All parties are going into the Canada-Europe deal with their eyes open, knowing full well the risks. Europe Union negotiators have reportedly asked that the provinces and territories sign a separate deal, pledging they'll abide by the agreement. It's not at all clear this would have any legal foundation.

Responsibility for so-called subnational governments isn't an issue in Europe. Unlike Canada, European countries have delegated all trade, intellectual property and foreign investment policy to the European Union. So there are no grey areas.

The lure of a larger slice of Canada's government purchasing market, worth as much as $200-billion a year, may outweigh trepidation about provincial and municipal commitment to the deal.

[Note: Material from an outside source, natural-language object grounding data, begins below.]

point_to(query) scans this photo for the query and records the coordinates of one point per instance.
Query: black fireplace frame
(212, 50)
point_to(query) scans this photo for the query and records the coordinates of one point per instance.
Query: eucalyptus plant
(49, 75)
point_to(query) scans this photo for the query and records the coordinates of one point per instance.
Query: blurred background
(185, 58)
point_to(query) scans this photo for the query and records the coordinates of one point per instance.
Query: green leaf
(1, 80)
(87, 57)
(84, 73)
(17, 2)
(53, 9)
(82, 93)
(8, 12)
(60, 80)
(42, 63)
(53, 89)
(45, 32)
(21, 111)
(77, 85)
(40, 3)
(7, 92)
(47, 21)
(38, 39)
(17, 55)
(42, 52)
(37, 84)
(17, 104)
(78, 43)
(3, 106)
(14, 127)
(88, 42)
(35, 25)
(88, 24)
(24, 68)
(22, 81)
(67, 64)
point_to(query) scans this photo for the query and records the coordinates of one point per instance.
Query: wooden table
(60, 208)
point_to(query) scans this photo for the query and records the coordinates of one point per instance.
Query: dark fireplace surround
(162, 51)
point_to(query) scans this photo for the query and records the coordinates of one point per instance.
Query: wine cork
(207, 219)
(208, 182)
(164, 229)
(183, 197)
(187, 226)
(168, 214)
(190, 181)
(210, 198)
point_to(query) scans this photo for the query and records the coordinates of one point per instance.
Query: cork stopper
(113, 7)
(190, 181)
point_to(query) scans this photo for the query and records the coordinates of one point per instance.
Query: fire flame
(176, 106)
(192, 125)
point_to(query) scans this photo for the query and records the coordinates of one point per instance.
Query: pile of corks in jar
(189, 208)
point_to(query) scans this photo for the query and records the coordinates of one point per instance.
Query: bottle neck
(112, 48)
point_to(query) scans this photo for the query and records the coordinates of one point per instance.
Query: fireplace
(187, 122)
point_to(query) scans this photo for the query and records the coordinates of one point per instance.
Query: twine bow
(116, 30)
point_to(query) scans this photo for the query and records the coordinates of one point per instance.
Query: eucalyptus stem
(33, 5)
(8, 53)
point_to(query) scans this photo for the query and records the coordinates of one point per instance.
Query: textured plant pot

The provinces also know the risks. That is why they are working to keep key sectors off limits, as they did it a 2010 government purchasing agreement with the United States. Quebec, for example, has made it clear it will seek exemptions for Hydro-Québec, its liquor stores, as well as schools and hospitals. Ontario may seek to shield highways and urban transit.

Prime Minister Stephen Harper is desperate to show that his all-hands-on-deck trade push is gaining traction. The consequences of a future breach may be the furthest thing from his mind.